[Bioc-sig-seq] Of Mice and Lattice: twenty chromosomes and 7 automatic colours.

Martin Morgan mtmorgan at fhcrc.org
Sat Mar 13 01:00:46 CET 2010


On 03/12/2010 12:37 PM, Ivan Gregoretti wrote:
> Hello everybody,
> 
> How do you get the lattice package to use more than its 7 standard colours?
> 
> 
> Now in little more detail:
> 
> I use lattice for plotting, well, everything. Above all, I find it
> particularly useful to plot simultaneously a property segregated by
> chromosome. One such example of multi-panelled plot would be this
> 
> http://dsarkar.fhcrc.org/lattice/book/images/Figure_01_02_stdBW.png
> 
> or in a single panel like this
> 
> http://dsarkar.fhcrc.org/lattice/book/images/Figure_01_03_stdBW.png
> 
> In mouse there are 20 canonical chromosomes. Because lattice has been
> set to default to 7 standard colours, each colour is shared by three
> different chromosomes. People get confused by that. It seems that
> people follow colours rather than legends.
> 
> How do I 'reset' lattice to, say, 20 colours?

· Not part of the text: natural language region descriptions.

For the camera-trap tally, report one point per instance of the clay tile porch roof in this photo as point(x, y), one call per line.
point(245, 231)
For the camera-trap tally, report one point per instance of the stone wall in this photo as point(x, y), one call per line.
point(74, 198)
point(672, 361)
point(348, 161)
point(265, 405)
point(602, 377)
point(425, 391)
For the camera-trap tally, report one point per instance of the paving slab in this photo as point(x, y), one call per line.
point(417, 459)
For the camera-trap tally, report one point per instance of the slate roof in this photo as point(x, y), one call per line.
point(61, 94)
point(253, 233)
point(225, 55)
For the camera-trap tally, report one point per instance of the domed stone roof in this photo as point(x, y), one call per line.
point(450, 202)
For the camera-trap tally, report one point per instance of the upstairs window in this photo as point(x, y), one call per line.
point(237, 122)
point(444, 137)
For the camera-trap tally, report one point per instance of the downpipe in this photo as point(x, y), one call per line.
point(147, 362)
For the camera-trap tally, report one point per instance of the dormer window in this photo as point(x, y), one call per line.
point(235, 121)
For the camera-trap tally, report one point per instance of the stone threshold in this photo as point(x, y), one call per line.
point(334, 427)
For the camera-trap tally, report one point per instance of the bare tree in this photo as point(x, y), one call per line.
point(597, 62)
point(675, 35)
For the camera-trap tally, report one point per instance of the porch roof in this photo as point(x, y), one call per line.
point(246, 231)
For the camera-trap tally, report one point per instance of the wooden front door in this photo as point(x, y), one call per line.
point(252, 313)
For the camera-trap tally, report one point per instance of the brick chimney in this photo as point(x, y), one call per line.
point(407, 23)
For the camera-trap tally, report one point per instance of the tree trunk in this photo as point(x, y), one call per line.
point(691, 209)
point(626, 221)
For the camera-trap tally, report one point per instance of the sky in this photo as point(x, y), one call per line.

I think you're looking for col=rainbow(20) (or col.line; see
?panel.xyplot), as in

> library("BSgenome.Mmusculus.UCSC.mm9")
> chrlen <- seqlengths(Mmusculus)
> chrlen <- chrlen[!grepl("([XYM]|_rand)", names(chrlen))]
> pts <- lapply(lapply(chrlen, sample, size=1000, replace=TRUE), sort)
> data <- data.frame(Chromosome=factor(rep(names(pts),
+                                          sapply(pts, length)),
+                                      levels=names(pts)),
+                    Location=unlist(pts, use.names=FALSE),
+                    Value=rnorm(sum(sapply(pts, length))))
> xyplot(Value~Location, group=Chromosome, data,  col=rainbow(20))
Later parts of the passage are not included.